One glaring omission from the discourse around the upcoming elections is the occupation. Neither Netanyahu nor other leading candidates have presented a vision for ending the military control of millions of Palestinians in the West Bank, East Jerusalem and Gaza. Netanyahu’s “dramatic” announcement of his intention to annex the Jordan Valley if elected again was anything but that, given that, in reality, Israel already controls almost all aspects of life in those areas — from water, to infrastructure, to freedom of movement.

What’s expected to happen after Sept. 17?

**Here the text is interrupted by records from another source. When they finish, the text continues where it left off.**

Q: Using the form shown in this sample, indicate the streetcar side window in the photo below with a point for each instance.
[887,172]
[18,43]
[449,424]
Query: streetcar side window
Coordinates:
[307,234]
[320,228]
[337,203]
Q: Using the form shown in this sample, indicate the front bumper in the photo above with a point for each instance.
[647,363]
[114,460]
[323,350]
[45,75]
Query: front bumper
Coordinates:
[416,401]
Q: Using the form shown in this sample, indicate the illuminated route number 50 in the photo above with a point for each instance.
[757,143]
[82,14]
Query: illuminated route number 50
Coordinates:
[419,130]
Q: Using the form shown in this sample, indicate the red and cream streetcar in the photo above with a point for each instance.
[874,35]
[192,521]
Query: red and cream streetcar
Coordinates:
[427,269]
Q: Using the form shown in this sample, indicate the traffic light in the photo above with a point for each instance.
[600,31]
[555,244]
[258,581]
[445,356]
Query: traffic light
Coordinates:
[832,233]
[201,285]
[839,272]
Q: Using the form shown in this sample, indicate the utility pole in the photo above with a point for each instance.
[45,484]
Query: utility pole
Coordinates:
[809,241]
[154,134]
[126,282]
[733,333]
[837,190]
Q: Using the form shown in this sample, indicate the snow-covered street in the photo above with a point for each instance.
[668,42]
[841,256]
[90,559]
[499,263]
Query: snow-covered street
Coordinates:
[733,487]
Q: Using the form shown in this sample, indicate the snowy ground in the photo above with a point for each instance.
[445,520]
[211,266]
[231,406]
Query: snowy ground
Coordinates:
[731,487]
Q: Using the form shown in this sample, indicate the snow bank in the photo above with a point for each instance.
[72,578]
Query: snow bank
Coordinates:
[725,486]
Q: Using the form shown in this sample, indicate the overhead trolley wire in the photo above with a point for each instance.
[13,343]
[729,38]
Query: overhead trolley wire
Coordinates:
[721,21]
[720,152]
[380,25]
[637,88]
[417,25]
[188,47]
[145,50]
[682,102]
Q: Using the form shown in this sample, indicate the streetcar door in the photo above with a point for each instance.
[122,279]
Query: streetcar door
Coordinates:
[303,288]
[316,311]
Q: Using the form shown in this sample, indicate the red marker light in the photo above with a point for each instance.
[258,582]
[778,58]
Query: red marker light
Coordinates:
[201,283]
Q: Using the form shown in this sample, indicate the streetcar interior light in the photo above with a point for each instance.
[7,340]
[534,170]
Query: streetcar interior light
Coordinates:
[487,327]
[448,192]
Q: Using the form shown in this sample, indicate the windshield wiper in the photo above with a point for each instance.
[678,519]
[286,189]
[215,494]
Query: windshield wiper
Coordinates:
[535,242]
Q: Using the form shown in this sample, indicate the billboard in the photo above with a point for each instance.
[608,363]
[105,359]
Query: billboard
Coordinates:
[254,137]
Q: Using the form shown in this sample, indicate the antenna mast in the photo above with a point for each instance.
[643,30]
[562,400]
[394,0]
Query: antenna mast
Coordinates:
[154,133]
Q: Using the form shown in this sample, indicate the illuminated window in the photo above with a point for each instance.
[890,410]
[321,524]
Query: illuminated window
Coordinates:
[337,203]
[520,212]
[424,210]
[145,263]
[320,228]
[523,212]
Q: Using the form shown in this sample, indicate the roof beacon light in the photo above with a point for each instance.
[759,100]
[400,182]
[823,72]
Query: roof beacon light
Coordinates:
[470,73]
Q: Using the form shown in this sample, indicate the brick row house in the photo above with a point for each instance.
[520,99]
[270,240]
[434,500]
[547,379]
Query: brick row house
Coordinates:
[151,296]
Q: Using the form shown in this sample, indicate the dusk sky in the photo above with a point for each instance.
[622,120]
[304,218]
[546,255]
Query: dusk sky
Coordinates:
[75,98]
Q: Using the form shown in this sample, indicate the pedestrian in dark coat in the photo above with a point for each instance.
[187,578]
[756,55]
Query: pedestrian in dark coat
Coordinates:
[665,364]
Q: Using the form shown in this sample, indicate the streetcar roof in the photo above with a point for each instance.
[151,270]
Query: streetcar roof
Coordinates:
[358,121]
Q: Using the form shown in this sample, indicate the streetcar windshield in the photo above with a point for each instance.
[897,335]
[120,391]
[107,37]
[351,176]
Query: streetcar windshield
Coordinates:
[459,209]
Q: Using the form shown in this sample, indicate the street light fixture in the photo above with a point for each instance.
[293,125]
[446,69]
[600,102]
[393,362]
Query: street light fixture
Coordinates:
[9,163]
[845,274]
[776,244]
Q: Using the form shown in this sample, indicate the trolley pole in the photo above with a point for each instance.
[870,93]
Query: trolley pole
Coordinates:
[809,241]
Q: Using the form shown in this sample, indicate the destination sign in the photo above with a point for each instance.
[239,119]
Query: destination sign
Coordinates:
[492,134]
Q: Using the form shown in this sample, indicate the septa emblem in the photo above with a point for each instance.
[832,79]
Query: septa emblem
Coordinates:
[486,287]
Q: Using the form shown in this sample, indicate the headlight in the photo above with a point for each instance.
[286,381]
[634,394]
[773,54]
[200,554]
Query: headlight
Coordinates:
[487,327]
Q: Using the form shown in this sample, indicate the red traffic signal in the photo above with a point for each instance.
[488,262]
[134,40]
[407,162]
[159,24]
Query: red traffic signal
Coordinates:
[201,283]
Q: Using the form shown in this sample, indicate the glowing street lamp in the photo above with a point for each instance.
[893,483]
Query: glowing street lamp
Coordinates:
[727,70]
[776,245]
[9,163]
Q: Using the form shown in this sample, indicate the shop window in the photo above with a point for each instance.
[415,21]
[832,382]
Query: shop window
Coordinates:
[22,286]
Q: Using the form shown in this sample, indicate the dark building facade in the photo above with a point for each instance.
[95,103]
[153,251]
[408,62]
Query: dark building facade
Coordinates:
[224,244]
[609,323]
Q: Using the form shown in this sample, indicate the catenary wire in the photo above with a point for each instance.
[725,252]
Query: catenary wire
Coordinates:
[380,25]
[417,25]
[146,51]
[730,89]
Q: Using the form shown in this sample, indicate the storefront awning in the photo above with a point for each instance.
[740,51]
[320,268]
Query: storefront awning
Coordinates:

There are three likely scenarios that could develop once the Central Elections Committee announces the final results, which will likely be days after Election Day:

  1. Netanyahu wins. His party receives the most mandates and he succeeds in assembling a coalition. In this case, he will demand from his coalition partners that they support legislation to protect him from indictment as long as he is prime minister. Netanyahu is expected to include the Kahanist Otzma Yehudit (Jewish Power) party in his coalition.
  2. A national unity government with Likud and Blue and White sharing power. As +972 Magazine’s resident pollster and political analyst Dahlia Scheindlin has noted, this seems to be a popular preference among Jewish voters. Blue and White has said it would not join a coalition led by Netanyahu, but Netanyahu might find a way toward a compromise.
  3. Netanyahu fails to form a national unity government or a coalition. In this case, he will probably force a third national election.